The clinical profile of pulmonary arterial hypertension in newly diagnosed patients with connective tissue disease from the point of view of the cardiologist

Aim: to evaluate demographic and disease characteristics in pulmonary arterial hypertension associated with connective tissue disease (PAH-CTD) patients.

Materials and methods: the study enrolls 68 patients with PAH-CTD. These patients were diagnosed in department of pulmonary hypertension and heart disease of the E.I. Chazov National Medical Research Centre of cardiology. Clinical, functional and hemodynamic characteristics of PAH patients were examined. The diagnosis was confirmed according to Eurasian (2019) and Russian (2020) guidelines for the diagnosis and treatment of pulmonary hypertension.

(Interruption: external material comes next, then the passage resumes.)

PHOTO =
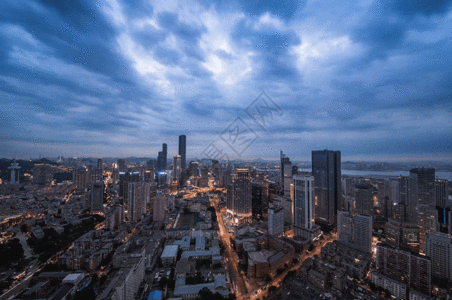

Results: Of 68 patients with CTD 35 (51,5%) had systemic sclerosis, 11 (16,2%) - mixed CTD, 22 (32,3%) - other CTD. The median time from PAH onset to first visit to health care worker was 4 months, the median time from first visit to PAH diagnosis was 7,5 months. The median age was 59,5 years, 94,1% patients were women. The median 6-minute walking distance (6MWD) was 345 (259,25-400,00) m, which was corresponding to WHO functional class III, the median Borg dyspnea index was 5 (3,0-6,0). 12 (17,7%) patients did not undergo 6MWD due to severity of their condition. According to right heart catheterization data the median mean pulmonary arterial pressure was 51,0 (35,5-62,0) mmHg, the median cardiac index was 2,1 (1,7-2,5) liter/min/m², the median pulmonary vascular resistance was 11,48 (5,99-15,71) Wood units. According to several risk stratification calculators, the vast majority of patients were at high risk of 1-year mortality: due to risk status, PAH-specific therapy was initiated to 88,3% patients: 42,7% received double and 8,8% - triple PAH-specific therapy.

Conclusions: In Russian clinical practice, PAH-CTD is characterized by late- onset diagnosis. Newly diagnosed patients have significant functional and hemodynamic impairment, high risk of 1-year mortality, which results in combined PAH-specific therapy initiation.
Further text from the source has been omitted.